Quella che viene raccontata in L’amico ritrovato è sostanzialmente la storia di un’amicizia tra due sedicenni che vivono nella Germania del 1933. Uno è figlio di un medico ebreo, l’altro appartiene a una ricca famiglia aristocratica. Nella prima parte del romanzo quella tra Hans, il narratore della storia, e Konradin viene raccontata come un’amicizia come tante: vediamo il primo incontro tra i due, il loro bisogno reciproco, l’ammirazione e l’affetto che l’uno prova per l’altro.

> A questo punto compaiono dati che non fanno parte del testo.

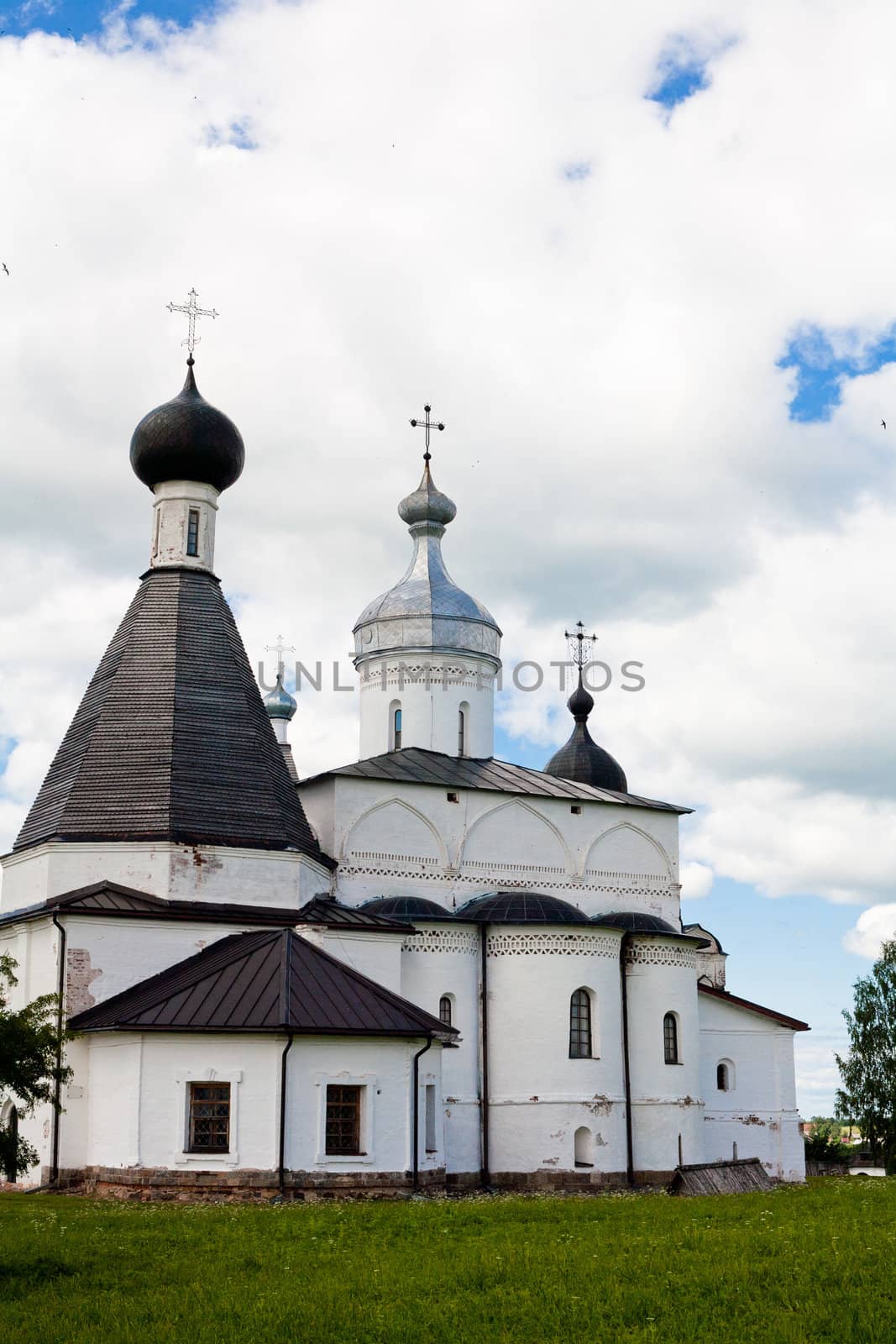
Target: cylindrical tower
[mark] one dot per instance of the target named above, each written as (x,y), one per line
(427,654)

Uno dei momenti che mi ha più affascinato di questa prima parte è quello in cui i due ragazzi parlano di Dio. Hans, turbato dalla morte dei suoi vicini a causa di un incendio, comincia a mettere in dubbio l’esistenza o la bontà di Dio in una modalità che mi ha ricordato da vicino Cronaca di un dolore di C. S. Lewis. Il ragazzo, infatti, dice:
“Fino a quel giorno avevo dato per scontata l’esistenza di un Dio onnipotente e benevolo, creatore dell’universo. […] Avevo sentito parlare di terremoti nei quali erano state inghiottite migliaia di persone, di fiumi di lava incandescenti che avevano travolto interi villaggi […]. Quei tre bambini, invece, li avevo conosciuti, li avevo visti con i miei occhi e questo cambiava radicalmente le cose. […] Non restavano che due alternative: o Dio non c’era o esisteva una divinità che era mostruosa nel caso fosse stata potente e inutile se non lo era”.

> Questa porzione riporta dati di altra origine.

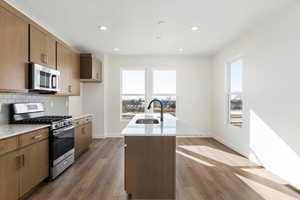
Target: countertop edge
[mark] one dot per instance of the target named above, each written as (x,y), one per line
(82,116)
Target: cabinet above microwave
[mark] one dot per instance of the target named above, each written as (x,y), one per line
(90,68)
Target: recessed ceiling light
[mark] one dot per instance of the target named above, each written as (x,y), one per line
(103,28)
(195,28)
(161,22)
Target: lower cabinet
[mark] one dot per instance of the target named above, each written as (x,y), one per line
(23,169)
(9,176)
(34,165)
(83,137)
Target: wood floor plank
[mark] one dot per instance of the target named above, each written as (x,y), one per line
(206,170)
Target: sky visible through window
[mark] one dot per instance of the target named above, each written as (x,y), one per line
(164,82)
(236,75)
(133,82)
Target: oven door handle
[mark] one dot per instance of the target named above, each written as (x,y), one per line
(57,132)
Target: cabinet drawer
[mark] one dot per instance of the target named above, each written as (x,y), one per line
(8,145)
(33,137)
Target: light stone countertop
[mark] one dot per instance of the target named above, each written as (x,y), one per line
(76,117)
(10,130)
(169,127)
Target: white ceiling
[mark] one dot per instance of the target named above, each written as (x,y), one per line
(133,24)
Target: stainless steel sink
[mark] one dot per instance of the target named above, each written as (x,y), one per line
(147,121)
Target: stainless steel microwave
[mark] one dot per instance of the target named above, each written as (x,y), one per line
(43,79)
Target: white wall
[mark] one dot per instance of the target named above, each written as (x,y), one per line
(271,95)
(193,88)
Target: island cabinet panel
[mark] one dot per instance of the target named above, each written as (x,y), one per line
(42,48)
(150,166)
(9,176)
(68,63)
(13,52)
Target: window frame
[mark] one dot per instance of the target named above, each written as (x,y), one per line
(228,90)
(153,95)
(124,94)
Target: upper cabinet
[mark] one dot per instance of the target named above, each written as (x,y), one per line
(13,51)
(68,63)
(90,68)
(42,47)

Konradin, invece, di fede protestante, si rifiuta di accettare la conclusione dell’amico, ma in fin dei conti non è in grado di proporgli un’altra soluzione che sia convincente. Così, l’uno resta nella sua condizione di dubbio e negazione, l’altro nella sua convinzione cieca e poco ragionata.
È interessante questo scambio di opinioni sull’esistenza o meno della divinità perché, pur non essendo mai più tirata in causa all’interno del romanzo, essa fa da sottofondo a tutta la seconda parte della storia, in cui entra in campo il nazismo. All’inizio esso è un’ombra, quasi impercettibile nella vita dei due ragazzi. Poi, man mano che le pagine scorrono, questo fantasma si fa sempre più reale, sia nella vita dell’ebreo Hans, sia in quella di Konradin, prima sostanzialmente indifferente al nazismo e poi suo sostenitore, ancora inconsapevole della vera natura dell’ideologia. Il romanzo ci descrive un Konradin sedicenne, sostenitore del nazismo più per influsso di chi lo circonda che per propria convinzione. Non è presentato come colpevole di essere una persona cattiva; forse la sua colpa è essere debole, non malvagio, indottrinato, non mostruoso.

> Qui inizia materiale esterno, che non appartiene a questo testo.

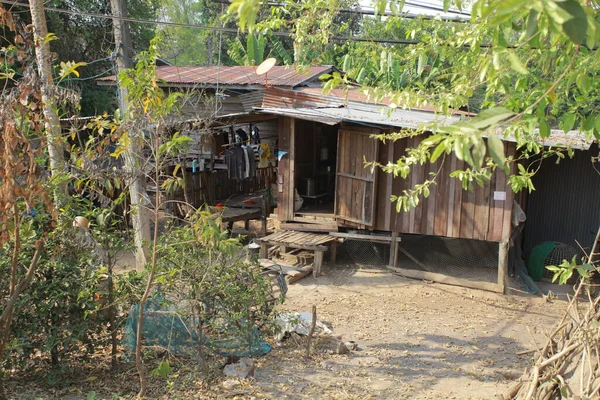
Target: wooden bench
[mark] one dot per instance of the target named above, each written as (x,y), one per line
(319,244)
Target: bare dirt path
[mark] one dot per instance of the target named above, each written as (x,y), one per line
(416,340)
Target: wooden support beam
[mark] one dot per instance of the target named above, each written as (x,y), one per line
(318,263)
(368,238)
(393,249)
(431,276)
(503,266)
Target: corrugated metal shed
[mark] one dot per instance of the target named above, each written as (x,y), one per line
(564,206)
(365,114)
(237,76)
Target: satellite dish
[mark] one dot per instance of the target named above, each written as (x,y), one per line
(266,66)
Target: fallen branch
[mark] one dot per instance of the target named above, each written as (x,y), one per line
(312,331)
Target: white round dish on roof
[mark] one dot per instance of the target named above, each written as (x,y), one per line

Questo collegamento tra la riflessione sulla divinità e racconto degli anni del nazismo viene fatto anche da Francesco Guccini, che in Dio è morto (1965), brano scritto da lui ma inciso in contemporanea da Caterina Caselli e dai Nomadi nel 1967, ci dice:
E un dio che è morto
Nei campi di sterminio
Dio è morto
Coi miti della razza
Dio è morto
Con gli odi di partito
Dio è morto
Dio è morto
Se alla fine della canzone, però, Guccini si apre a una speranza, alla possibilità della resurrezione di Dio e della redenzione degli uomini, Hans, ormai presentatoci come adulto nelle ultime pagine, di questa speranza non parla, perché di Dio non parla più dopo i discorsi fatti in gioventù con l’amico di un tempo.
Hans, tuttavia, ci racconta alla fine del romanzo di un altro tipo di redenzione: la redenzione del singolo individuo. Di più non posso dire per non rovinare il finale a chi voglia leggere il libro, ma un indizio lo posso dare: è un finale dolce-amaro che lascia un peso sullo stomaco ma anche un accenno di sorriso agli angoli della bocca.